"Paying the Price" - Again

Now Libya's people are "paying the price", for being, well, Libyan, I am reminded of another people that, to use the words of the appalling Madeleine Albright, then US., Ambassador the the UN., were : " ... a price worth paying." She was talking of the deaths of half a million Iraqi children, on 12th May 1996.

When I was involved, as Senior Researcher, in John Pilger's ground breaking documentary on the reality of what was happening, in Iraq, resultant from America and Britain's (arm twisted) UN., backed embargo, not from the actions of the regime, one scene has stayed with me to haunt.

I took Pilger and his three person film crew to a small graveyard, in a remote area on Northern Iraq, where, a few months before, five child shepherds and their Grandfather had been buried.The youngest child was nearly six and the oldest was thirteen. They had been blown to pieces in the US., UK., (illegally) imposed "no fly zone." As Libya, the mis-noma meant the British and Americans could fly and bomb, and the Iraqis had no means of protection and could not even even fly commercial airliners.

The story, as told to me by one of those who had run, on hearing and seeing the bombing, to try and rescue them was harrowing and chilling.

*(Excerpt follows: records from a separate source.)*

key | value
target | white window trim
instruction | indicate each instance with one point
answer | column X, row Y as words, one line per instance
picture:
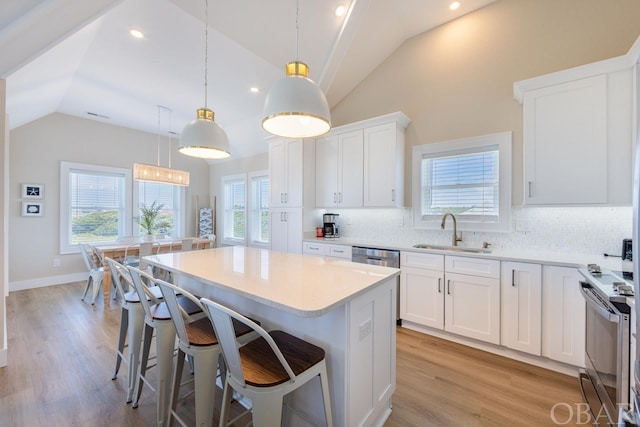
column 65, row 220
column 225, row 240
column 504, row 141
column 250, row 177
column 180, row 227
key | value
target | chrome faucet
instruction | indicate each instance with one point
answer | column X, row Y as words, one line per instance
column 455, row 239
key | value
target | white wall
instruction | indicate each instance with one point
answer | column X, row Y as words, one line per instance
column 36, row 151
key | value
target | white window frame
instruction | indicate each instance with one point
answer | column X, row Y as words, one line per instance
column 179, row 208
column 65, row 209
column 254, row 216
column 503, row 142
column 229, row 240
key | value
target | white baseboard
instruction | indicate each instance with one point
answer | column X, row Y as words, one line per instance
column 47, row 281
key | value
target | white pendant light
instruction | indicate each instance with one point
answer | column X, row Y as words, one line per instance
column 152, row 173
column 295, row 106
column 203, row 137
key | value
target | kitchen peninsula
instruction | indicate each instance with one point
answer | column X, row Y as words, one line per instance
column 346, row 308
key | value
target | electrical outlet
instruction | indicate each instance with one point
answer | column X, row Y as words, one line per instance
column 365, row 329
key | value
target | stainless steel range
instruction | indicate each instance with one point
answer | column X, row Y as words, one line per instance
column 605, row 380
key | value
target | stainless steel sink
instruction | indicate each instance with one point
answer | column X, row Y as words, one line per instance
column 453, row 248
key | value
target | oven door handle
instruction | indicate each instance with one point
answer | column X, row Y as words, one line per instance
column 602, row 310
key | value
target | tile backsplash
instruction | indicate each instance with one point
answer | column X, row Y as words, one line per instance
column 587, row 230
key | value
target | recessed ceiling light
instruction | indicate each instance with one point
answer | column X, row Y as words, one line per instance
column 136, row 33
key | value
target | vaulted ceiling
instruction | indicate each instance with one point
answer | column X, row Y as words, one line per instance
column 77, row 56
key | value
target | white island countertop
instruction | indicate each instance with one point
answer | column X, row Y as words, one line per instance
column 303, row 285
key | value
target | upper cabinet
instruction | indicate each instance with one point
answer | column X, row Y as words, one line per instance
column 339, row 164
column 362, row 164
column 286, row 169
column 578, row 134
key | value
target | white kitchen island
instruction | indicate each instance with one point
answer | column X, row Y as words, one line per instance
column 346, row 308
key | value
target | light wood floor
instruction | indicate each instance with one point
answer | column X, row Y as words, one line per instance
column 61, row 357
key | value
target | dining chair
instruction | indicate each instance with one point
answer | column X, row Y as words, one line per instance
column 158, row 319
column 197, row 340
column 96, row 272
column 266, row 369
column 131, row 323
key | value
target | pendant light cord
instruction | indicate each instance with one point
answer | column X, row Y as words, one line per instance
column 297, row 26
column 206, row 47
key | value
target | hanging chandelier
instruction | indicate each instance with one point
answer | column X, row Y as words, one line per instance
column 203, row 137
column 295, row 106
column 157, row 173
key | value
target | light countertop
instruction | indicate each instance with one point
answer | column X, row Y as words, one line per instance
column 303, row 285
column 562, row 259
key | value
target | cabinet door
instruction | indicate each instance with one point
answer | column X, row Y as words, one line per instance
column 327, row 171
column 278, row 230
column 565, row 132
column 472, row 307
column 521, row 302
column 563, row 315
column 350, row 171
column 422, row 296
column 381, row 166
column 277, row 173
column 295, row 160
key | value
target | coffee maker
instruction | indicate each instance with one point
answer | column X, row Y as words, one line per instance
column 330, row 225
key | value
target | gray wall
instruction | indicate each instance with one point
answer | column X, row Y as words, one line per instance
column 36, row 151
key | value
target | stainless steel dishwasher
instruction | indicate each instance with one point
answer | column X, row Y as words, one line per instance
column 383, row 257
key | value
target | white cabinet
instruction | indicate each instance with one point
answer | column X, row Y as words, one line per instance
column 463, row 298
column 362, row 164
column 384, row 165
column 563, row 315
column 421, row 289
column 339, row 170
column 286, row 230
column 472, row 298
column 328, row 250
column 521, row 302
column 565, row 132
column 286, row 161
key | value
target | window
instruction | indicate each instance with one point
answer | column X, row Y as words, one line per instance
column 259, row 214
column 246, row 209
column 93, row 205
column 235, row 195
column 170, row 220
column 470, row 178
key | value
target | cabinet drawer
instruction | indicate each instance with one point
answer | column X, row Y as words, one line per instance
column 422, row 260
column 472, row 266
column 319, row 249
column 340, row 251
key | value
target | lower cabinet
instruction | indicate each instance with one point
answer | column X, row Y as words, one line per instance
column 441, row 297
column 563, row 315
column 521, row 305
column 286, row 229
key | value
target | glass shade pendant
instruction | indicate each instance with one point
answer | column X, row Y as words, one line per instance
column 203, row 137
column 295, row 106
column 152, row 173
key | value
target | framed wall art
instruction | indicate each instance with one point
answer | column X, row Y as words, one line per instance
column 31, row 209
column 32, row 191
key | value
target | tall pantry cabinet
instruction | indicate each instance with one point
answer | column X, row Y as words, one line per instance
column 291, row 164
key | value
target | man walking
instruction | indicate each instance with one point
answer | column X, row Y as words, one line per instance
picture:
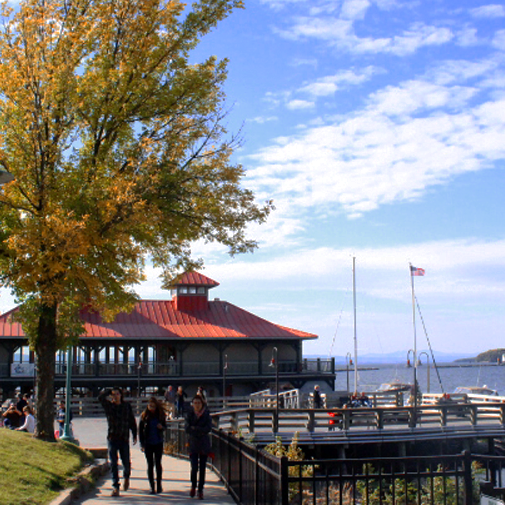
column 120, row 420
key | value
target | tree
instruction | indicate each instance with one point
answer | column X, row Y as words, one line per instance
column 119, row 153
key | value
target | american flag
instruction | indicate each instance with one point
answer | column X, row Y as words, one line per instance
column 416, row 271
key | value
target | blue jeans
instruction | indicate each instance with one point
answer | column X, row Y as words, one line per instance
column 198, row 464
column 123, row 448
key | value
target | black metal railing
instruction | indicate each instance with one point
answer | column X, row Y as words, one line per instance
column 254, row 477
column 192, row 368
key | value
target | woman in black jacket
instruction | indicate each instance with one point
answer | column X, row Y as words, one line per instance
column 151, row 430
column 198, row 427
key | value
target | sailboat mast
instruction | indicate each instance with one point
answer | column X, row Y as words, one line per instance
column 415, row 336
column 355, row 333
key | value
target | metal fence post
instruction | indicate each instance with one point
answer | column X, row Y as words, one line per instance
column 284, row 481
column 467, row 476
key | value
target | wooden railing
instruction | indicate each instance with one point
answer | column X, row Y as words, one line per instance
column 460, row 416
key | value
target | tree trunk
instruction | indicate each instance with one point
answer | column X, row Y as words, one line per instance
column 45, row 349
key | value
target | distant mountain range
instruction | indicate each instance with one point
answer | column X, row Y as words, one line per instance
column 398, row 357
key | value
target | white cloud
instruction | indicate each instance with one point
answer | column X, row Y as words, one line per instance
column 299, row 104
column 488, row 11
column 354, row 9
column 467, row 37
column 328, row 85
column 340, row 34
column 451, row 267
column 413, row 96
column 499, row 40
column 263, row 119
column 410, row 137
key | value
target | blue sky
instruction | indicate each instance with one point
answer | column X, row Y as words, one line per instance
column 378, row 129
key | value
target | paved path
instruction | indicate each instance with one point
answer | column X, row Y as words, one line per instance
column 91, row 432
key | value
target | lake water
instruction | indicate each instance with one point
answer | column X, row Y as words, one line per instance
column 370, row 377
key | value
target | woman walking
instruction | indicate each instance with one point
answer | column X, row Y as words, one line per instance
column 198, row 426
column 151, row 429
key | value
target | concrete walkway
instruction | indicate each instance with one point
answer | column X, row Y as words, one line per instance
column 91, row 433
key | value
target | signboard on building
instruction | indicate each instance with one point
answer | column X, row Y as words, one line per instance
column 22, row 369
column 488, row 500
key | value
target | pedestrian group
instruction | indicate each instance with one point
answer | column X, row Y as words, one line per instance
column 150, row 433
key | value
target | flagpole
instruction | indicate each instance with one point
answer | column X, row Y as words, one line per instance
column 355, row 333
column 415, row 336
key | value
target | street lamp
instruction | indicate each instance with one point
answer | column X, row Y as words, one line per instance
column 67, row 435
column 428, row 371
column 139, row 368
column 348, row 361
column 409, row 365
column 5, row 177
column 225, row 367
column 274, row 362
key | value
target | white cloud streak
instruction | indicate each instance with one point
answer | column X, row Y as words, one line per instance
column 408, row 138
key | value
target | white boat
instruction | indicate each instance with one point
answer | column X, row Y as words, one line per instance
column 475, row 390
column 394, row 386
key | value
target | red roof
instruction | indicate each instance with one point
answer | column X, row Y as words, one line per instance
column 194, row 279
column 157, row 319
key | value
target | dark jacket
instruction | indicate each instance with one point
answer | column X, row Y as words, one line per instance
column 198, row 429
column 144, row 430
column 120, row 419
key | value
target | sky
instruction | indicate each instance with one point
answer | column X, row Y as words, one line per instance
column 378, row 129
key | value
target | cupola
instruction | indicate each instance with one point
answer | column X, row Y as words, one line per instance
column 190, row 291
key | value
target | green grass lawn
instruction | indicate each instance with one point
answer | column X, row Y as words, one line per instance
column 33, row 472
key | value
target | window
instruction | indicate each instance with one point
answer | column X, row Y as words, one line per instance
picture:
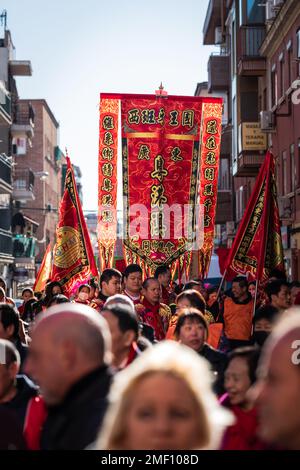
column 292, row 168
column 289, row 49
column 284, row 174
column 252, row 12
column 274, row 89
column 298, row 49
column 282, row 84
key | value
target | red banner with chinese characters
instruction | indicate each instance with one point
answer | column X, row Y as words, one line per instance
column 107, row 185
column 161, row 155
column 211, row 127
column 73, row 258
column 257, row 247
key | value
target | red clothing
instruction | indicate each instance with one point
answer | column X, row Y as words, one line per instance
column 36, row 415
column 150, row 315
column 243, row 434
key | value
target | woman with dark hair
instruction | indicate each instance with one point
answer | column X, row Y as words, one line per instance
column 187, row 299
column 240, row 375
column 83, row 295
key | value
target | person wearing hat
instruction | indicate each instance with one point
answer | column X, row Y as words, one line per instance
column 192, row 331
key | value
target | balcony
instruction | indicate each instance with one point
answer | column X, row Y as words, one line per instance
column 250, row 62
column 23, row 124
column 5, row 175
column 5, row 107
column 212, row 21
column 23, row 246
column 247, row 164
column 5, row 246
column 20, row 68
column 224, row 207
column 218, row 68
column 23, row 185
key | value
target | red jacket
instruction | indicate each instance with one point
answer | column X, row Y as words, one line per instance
column 243, row 434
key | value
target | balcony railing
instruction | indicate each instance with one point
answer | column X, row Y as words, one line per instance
column 5, row 107
column 23, row 185
column 23, row 247
column 5, row 242
column 5, row 172
column 250, row 40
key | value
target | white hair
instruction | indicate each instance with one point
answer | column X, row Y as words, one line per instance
column 174, row 359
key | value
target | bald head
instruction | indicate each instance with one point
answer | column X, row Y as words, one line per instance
column 277, row 389
column 68, row 342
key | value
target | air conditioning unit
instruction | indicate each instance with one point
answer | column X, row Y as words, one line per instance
column 278, row 3
column 270, row 12
column 267, row 121
column 218, row 35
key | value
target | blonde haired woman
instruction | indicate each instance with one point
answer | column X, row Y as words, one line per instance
column 164, row 401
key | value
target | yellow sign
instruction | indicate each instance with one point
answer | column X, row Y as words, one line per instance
column 252, row 136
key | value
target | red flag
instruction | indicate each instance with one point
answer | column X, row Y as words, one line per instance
column 257, row 248
column 44, row 272
column 73, row 259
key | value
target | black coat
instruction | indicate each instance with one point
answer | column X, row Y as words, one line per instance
column 218, row 363
column 74, row 424
column 26, row 390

The 'planes he said, had circled low, so could certainly see the children, the older man and, it transpired, two hundred sheep, alone on the ancient, remote, Nineveh plain.

Then they bombed. The family was blown to bits. The rescuers spent the day collected the still warm pieces, trying to identify as much as they could to ensure each was ensured their own final resting place and not the all muddled together in an eternal discourtesy. He lowered his eyes as he said: "We tried, but there was so little, we are still not sure if there were pieces of sheep we had mistaken .."

We were taken to the graves by the children's Uncle. The youngest child had been exited at the prospect of going to school and had taken a notebook and pencil with him on his shepherding duties, to practice writing. Pilger asked whether the Uncle would be kind enough to bring the note book to us, so it could be recorded on film, the child's writing, as a small tribute; memorial.

When he returned, he was accompanied by a tiny woman, in a shabby and not too clean abaya. In a region where cleanliness is obligatory, she clearly had lost pride, will and nearly mind. She was the mother of the children and daughter of their Grandfather.

She walked down the steep, dusty path, to the graves, as if unaware of anything, tranced, mesmorised. She sat, silent, stone-still, on the smallest grave. That of the five year old. After some minutes, she walked back up the dusty path, in the searing heat. I was standing at the top, away from the film crew. I put out my hand, and stammering, attempted, impossibly, to find the words to somehow address the enormity of her tragedy. She listened to my inadequate, pathetic effort, put her hand in mine. It was ice cold, in an Iraq August of perhaps 130 degrees. She looked up at me, seemingly a representative of a country who had wrought this catastrophe on a tiny woman, from a tiny community, and her family, watching over their sheep.

"I want nothing from any of you", she said: "But I would just like to meet the pilot of that 'plane." She withdrew her icy hand and disappeared over the hill.

Yesterday Iraq. Today Libya. "Paying the price."